這個想法在於維明腦中一閃而過,不過她很快就排除了,衣櫃裡的衣服的品味已經很好地說明了自己的性別,這個寢室房間的佈置更加說明這裡是貨真價實的男寢室。

“這張床位也不是從來沒有人住過,”於維明笑笑,她看到方炳濤桌上的書、檯燈、水筆、書包都在,暗自想,“如果方炳濤根本沒有在這裡住過,這些東西又是哪裡來的?那麼這些東西難道都是我夢遊的時候擺上去的?”

“那麼,為什麼桌上的東西都在,櫃子裡卻沒有東西呢?”於維明開始思考各種可能,“如果是我那三個挨千刀的室友在惡作劇,那麼為什麼不把桌上的東西收掉呢?這顯然不可能。”

“所以問題的關鍵就是,那些本應存在卻消失的東西和這些還沒有消失的東西有什麼不同?”想到這裡,於維明突然有一種猜測,為了驗證它,於維明再次打開了章倫和朱望臣的櫃子。

“果然,章倫櫃子裡很正常,要什麼有什麼,朱望臣的櫃子裡......只有幾把小短刀。是昨晚上他和那個男人對攻的時候用的。”於維明緩緩點點頭,“所有還在的東西都是我見過的,而消失的東西都是我不知道的。昨天為了佈陣我和章倫開啟過他的櫃子,所以裡面有什麼我知道;昨晚我曾經看到過朱望臣使用這些飛刀,所以它們也在,但是我不知道朱望臣還有些什麼其它衣服,所以我看到的櫃子裡什麼都沒有,方炳濤也一樣。

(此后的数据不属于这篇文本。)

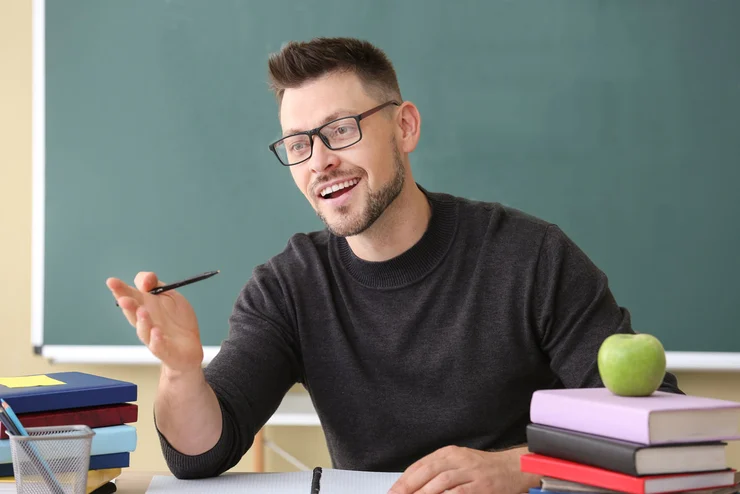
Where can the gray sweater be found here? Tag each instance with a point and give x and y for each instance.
(441, 345)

”

於維明往**一躺:“看來這個世界是基於我的大腦的認知產生出來的啊,最有可能的是在做夢,因為我很久沒睡過覺了,所以做的夢特別真實?不過也有可能......是其他東西搞的鬼吧?”

想著於維明又爬下床,從自己的書架上拿出那張黑色的卡片,上面的眼珠子正死死地盯著自己。

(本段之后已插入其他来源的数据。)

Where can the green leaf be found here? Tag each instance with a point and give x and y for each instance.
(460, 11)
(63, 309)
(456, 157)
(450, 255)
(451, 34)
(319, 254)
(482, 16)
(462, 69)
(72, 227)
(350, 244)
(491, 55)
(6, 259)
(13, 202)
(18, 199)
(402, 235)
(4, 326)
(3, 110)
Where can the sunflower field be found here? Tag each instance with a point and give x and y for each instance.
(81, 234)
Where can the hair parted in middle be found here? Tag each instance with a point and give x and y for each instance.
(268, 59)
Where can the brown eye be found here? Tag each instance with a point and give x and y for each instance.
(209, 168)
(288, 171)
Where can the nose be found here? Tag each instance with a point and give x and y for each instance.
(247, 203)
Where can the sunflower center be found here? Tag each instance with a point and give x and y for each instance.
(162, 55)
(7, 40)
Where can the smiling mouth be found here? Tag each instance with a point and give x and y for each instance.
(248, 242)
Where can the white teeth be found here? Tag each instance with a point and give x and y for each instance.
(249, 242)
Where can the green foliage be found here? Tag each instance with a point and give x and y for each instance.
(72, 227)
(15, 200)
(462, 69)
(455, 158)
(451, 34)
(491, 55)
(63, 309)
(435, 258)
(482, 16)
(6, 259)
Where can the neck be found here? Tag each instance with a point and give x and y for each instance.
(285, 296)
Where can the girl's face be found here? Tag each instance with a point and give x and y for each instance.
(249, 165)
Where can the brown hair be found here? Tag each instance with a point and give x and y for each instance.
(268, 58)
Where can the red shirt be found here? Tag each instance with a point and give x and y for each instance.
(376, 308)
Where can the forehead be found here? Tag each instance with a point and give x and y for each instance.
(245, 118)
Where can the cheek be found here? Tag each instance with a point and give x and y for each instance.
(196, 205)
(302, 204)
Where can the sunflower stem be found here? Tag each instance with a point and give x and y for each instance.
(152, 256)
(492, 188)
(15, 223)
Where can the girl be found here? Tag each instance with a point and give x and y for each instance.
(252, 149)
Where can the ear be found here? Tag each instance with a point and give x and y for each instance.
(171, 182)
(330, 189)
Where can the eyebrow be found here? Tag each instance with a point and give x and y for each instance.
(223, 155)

“是不是你搞的鬼啊?試試就知道了。”於維明說著吧卡片從中間“嘩啦”一聲狠狠地扯成兩半,“還真硬?”

只是卡片雖然破了,但是“嘩啦”聲好像有迴音一般不絕於耳,於維明抬頭一看,之間天花板“嘩啦”一聲被撕成兩半、床也“嘩啦”一聲被撕成了兩半,緊接著是門、窗戶、書等等,只要是看起來能撕的,紛紛“嘩啦”一聲成了兩半......終於輪到自己了,於維明只看到自己的身體也“嘩啦”一聲被撕成了兩半。

然後她就醒了。

“你看起來做了噩夢的樣子?”方炳濤抬頭看**的於維明。

不過看到於維明只是深呼吸了一下,很淡定地說:“是啊。”方炳濤就覺得這個人似乎只是“看”了一場噩夢,而不是“做”了一場噩夢。

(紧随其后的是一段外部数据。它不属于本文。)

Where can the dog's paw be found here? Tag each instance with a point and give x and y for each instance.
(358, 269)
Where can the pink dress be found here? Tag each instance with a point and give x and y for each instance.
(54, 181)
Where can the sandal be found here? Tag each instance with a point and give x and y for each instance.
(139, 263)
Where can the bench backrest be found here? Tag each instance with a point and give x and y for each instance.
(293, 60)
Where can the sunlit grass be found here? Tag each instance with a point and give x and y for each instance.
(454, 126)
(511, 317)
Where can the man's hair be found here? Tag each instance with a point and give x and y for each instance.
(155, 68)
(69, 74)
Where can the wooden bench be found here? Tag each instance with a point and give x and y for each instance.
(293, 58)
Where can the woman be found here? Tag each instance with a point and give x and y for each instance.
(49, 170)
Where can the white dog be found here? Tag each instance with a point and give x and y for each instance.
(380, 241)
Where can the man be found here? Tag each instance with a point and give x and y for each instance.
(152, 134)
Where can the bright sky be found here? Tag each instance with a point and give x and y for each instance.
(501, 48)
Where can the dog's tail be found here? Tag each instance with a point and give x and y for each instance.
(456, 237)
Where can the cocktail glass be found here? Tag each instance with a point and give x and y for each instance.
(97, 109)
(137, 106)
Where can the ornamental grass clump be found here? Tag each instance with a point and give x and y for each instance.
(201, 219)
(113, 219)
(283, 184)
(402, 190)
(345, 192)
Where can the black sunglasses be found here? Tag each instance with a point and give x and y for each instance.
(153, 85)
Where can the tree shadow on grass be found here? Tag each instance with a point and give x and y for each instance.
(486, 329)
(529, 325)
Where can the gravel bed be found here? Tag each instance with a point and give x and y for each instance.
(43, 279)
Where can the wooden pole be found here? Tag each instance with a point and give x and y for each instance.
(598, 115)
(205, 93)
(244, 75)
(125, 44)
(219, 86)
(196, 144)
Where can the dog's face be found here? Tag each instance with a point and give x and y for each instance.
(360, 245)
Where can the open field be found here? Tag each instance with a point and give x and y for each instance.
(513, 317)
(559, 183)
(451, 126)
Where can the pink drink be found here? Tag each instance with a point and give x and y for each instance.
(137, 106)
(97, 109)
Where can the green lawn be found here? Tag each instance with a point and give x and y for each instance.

“哪個噩夢那麼倒黴,居然被你做了?”方炳濤改口這麼說。

於維明爬下床,從書架上摸出那張“眼睛卡”說:“它。”

方炳濤拿起卡片細細端詳:“你夢到它了?物戀癖?”

“哦,不,我夢到把它撕了。”

“這個......你以後不會夢到我吧?”

“這要看你人品的。”

趴在一邊桌子上睡覺的朱望臣突然抬起頭:“這東西上面怨念不小啊,我估計是個什麼靈物。極有可能是那種某某人臨死前留下的東西,所有的怨念都聚在上面,專門嚇唬我們這些一般人。據說,對於這種冤魂,只有實現他死前的願望,才能讓他安息。”

方炳濤笑了笑:“一個人的怨念要是有這麼厲害,這個人也不會帶著怨念死了。活著都辦不到的事情,死了怎麼可能辦到?”

朱望臣打了一個bingo的手勢說:“所以咯,我才說它是嚇唬人的嘛,把活人嚇怕了,讓活人幫他實現願望,這是這些冤魂們千百年流傳下來的經驗。也算是一種祖先的智慧吧!”

於維明說:“你這屬於用詞不當,不管怎麼說,我把它一把撕了就沒問題了吧?”

朱望臣建議:“最好不要,如果一把撕了,萬一這個冤魂太強,很有可能上你的身的。”

“那麼扔了?”

“你想讓它去禍害別人?”

“那你說,怎麼辦?”於維明指指朱望臣。

朱望臣說:“實現他的願望,然後再撕了。”

於維明盯著那張*上的眼睛說:“我強烈建議,今天晚上我睡著的時候,你進我的夢來告訴我你的願望是什麼,不然我是不回去花腦細胞瞎猜的!”說著把卡片往桌子上一扔。

於維明剛想再問朱望臣一點什麼,方炳濤就搶著問了:“對了,老朱,你怎麼知道這麼多?”

朱望臣笑笑說:“我家歷代都是除靈師,恩,就是你們平常認為的道士。”

“哦......”方炳濤恍然大悟,“那麼你之前為什麼支援把這張卡片留著?”

朱望臣一下子啞口無言,他總不能說:“我把這卡片是留著想要試探你的。”

其實剛才朱望臣要不是受傷太累睡著了,放鬆了警惕,也不會條件反射性地回答於維明的問題了。

只是須臾之間,朱望臣想出一個還算不錯的理由:“哦,我是看這個怨靈其實也沒啥本事,也挺可憐的,所以想留著它幫它實現願望的,只是昨晚一時忘了向於維明拿過來了。於維明,現在給我吧。”

於維明笑著說道:“別啊,我和它都已經約好夢中相會了,你別當電燈泡。”不過他心中想的卻是,“給你?讓你拿去試方炳濤?這可不行,你們兩個我都要試試。”

方炳濤則是心中暗笑:“除靈師?你以為我會相信你這種理由嗎?你昨晚用的飛刀是怎麼回事?別以為只有於維明知道,我也聽到了。”

朱望臣看到於維明不想給自己,也就聳聳肩說:“反正是個小鬼,也難不住你的,你想做好人,那就由你咯。”

章倫很無奈地看著三個人明爭暗鬥,心裡吐槽:“你們就不能團結一點嗎?相互試探有啥意思?要我說,就輪流攤牌,這不就行了?”